Only a very popular pupil could engender ongoing public support for a short time - certainly not the sort of child who could/would wield any kind of power over classmates as a punishment.

BoneyBackJefferson · 28/09/2014 14:39

tiggytape

the "cat and mouse" aspect is can be problematic with any form of punishment.

scone

As other threads have been brought up, there was a thread where the parents put a group punishment together for three children as they didn't know who had done whatever act they had deemed worthy of a punishment, most posters agreed that it was suitable.

Lizardc · 28/09/2014 14:44

I think it is very unfair. No one should be punished for what someone else has done.

And I disagree on principle with primary age children missing playtime. We are constantly seeing in the news about childhood obesity, not enough exercise etc and yet making children sit inside is seen as acceptable? Playtime is not a privilege, it is an essential part of well being - kids spend enough time sat inside as it is, without more being added to it.

TheRealAmandaClarke · 28/09/2014 14:45

Group punishments in this context are effective in reinforcing the power of the teacher and the wrong doer.
My experience of them as a child taught me their ineffectiveness. Often an innocent child confesses to the "crime" in order to restore normality and relieve the tension. Its a tactic that would only be employed by someone whose need to wield power overrides their understanding of child psychology.

tiggytape · 28/09/2014 14:51

This reply has been deleted

Message withdrawn at poster's request.

limitedperiodonly · 28/09/2014 14:59

UptheChimney I think we have some common ground. It's bad of the OP to snigger about the teacher's wet bum. I'm not sure what she was thinking of. That is humiliating and should not be tolerated.

I just don't think a collective punishment is the way to go, or is even effective. I certainly don't think that shouting by the HOY is right, if that's what happened.

outtolunchagain · 28/09/2014 15:15

Another here who was bullied into owning up to something that I didn't do so that the whole class could avoid the punishment and so that the real culprit could maintain her goody two shoes image.Hmm

Whilst I do think this is a bit of a storm in a tea cup , they are 8 FGS , it seems to me the culprit wanted a reaction and by gum he got one , the sensible thing would have been a shaming and educational talk to the year group about appropriate behaviour not a screaming banshee act guaranteed to excite both the culprit and the rest of the year .

EveDallasRetd · 28/09/2014 15:28

Whole class punishments are ineffective and lazy. I wouldn't let it happen to my DD, and I'd happily be 'that' parent if need be.

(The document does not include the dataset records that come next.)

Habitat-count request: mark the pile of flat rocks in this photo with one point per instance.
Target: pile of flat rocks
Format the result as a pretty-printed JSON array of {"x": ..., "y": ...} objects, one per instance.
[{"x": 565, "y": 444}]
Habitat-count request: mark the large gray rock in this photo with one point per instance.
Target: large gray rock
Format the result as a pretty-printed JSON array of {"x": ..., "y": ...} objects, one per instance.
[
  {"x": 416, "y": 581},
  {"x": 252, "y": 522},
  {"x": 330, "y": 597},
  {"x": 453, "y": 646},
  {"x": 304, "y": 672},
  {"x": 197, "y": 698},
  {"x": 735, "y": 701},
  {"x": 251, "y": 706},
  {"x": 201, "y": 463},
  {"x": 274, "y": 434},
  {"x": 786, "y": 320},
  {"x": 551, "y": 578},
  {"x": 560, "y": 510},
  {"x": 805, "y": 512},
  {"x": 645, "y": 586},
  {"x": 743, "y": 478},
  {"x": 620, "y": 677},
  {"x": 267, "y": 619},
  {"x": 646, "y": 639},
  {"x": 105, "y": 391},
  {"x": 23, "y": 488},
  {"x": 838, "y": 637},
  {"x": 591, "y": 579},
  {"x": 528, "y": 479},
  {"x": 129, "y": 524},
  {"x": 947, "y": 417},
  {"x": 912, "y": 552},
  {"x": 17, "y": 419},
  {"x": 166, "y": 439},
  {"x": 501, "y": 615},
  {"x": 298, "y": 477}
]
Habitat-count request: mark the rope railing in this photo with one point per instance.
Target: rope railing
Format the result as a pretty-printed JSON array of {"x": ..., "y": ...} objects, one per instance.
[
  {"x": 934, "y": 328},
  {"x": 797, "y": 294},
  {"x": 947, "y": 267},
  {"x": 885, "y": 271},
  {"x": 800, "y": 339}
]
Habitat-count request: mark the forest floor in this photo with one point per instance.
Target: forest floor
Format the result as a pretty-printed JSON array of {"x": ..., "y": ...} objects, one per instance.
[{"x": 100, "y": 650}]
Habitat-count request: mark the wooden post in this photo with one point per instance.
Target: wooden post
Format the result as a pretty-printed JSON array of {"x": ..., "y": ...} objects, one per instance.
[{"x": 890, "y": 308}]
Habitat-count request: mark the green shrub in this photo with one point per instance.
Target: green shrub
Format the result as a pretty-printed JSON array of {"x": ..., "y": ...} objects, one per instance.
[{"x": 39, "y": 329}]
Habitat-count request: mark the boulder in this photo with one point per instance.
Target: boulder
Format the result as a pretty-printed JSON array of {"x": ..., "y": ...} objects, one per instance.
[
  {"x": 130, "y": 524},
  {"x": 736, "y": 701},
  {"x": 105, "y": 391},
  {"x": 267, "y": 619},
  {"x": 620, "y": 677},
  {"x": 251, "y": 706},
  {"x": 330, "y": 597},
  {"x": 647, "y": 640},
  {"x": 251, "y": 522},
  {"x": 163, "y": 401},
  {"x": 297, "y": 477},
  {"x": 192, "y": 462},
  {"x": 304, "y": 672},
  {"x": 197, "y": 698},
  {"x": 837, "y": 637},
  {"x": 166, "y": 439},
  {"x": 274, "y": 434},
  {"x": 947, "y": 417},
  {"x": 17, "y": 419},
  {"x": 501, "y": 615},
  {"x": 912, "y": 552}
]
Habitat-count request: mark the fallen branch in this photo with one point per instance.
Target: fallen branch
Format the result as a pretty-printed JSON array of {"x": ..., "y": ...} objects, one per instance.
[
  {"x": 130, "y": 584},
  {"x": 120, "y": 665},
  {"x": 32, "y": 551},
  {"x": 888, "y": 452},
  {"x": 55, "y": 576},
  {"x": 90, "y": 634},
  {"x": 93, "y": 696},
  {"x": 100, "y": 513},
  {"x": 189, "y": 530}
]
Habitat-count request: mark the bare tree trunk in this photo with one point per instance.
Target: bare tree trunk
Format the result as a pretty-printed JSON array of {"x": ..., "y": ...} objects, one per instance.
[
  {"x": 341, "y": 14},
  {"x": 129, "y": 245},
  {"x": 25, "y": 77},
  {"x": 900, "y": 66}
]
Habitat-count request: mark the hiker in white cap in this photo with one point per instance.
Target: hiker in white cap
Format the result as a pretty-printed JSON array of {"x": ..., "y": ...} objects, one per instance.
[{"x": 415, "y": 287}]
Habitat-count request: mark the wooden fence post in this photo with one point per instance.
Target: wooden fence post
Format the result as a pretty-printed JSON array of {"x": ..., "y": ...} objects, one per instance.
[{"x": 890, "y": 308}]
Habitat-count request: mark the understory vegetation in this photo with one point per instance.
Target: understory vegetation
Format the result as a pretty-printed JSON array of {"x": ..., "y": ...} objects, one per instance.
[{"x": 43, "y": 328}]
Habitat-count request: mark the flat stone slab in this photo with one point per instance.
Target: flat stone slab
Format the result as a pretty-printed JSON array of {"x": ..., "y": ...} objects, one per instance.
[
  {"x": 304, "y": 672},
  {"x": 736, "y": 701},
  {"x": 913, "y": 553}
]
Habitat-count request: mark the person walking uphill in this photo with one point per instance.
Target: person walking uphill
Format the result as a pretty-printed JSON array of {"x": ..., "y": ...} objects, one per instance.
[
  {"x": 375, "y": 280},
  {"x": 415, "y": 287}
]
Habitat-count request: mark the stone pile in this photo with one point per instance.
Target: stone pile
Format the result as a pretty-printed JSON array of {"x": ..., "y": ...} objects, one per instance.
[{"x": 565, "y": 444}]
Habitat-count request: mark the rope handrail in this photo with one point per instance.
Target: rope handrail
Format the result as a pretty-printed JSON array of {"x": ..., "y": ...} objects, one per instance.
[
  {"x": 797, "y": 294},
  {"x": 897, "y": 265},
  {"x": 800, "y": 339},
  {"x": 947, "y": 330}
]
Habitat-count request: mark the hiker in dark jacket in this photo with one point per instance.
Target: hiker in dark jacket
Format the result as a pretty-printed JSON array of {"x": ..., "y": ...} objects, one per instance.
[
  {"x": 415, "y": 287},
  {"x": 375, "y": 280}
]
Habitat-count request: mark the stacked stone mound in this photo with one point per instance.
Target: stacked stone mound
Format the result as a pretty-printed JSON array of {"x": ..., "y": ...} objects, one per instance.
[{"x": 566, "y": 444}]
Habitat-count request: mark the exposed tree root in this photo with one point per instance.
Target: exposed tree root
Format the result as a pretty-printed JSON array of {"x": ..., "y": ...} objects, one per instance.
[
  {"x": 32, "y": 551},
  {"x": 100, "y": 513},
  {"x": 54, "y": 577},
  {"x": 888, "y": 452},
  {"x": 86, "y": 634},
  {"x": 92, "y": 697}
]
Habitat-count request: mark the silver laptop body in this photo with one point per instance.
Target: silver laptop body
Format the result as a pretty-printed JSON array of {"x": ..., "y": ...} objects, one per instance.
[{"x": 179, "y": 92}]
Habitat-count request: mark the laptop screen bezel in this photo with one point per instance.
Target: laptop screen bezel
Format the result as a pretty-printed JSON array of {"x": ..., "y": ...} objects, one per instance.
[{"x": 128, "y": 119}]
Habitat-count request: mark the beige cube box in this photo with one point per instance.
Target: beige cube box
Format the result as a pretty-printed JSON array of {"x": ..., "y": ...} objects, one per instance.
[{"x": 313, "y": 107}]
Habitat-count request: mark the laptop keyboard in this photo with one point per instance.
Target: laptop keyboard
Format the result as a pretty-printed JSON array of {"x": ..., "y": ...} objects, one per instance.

I remember whole class punishments from my secondary school days. I remember the teacher who became the most ineffective teacher in the school, because no-one bothered in his class - you got punished whether you did the work or not. I remember Michael F getting a kicking from his 'mates' when they missed a rugby match. But more than anything I remember Melanie L who was given a kicking by her father (and hospitalised) for getting into trouble at school - when she was probably the most well behaved (and terrified) kid in the class Sad

I'd be 'that' parent, happily.

georgeousgeorge · 28/09/2014 15:38

Only y4 should have been in the building, but yes it could be other years.

OP posts:
PiperIsOrange · 28/09/2014 15:44

Where was the teacher.

This says to me that the teacher has left the classroom unlocked and if so it could be anyone is the whole school.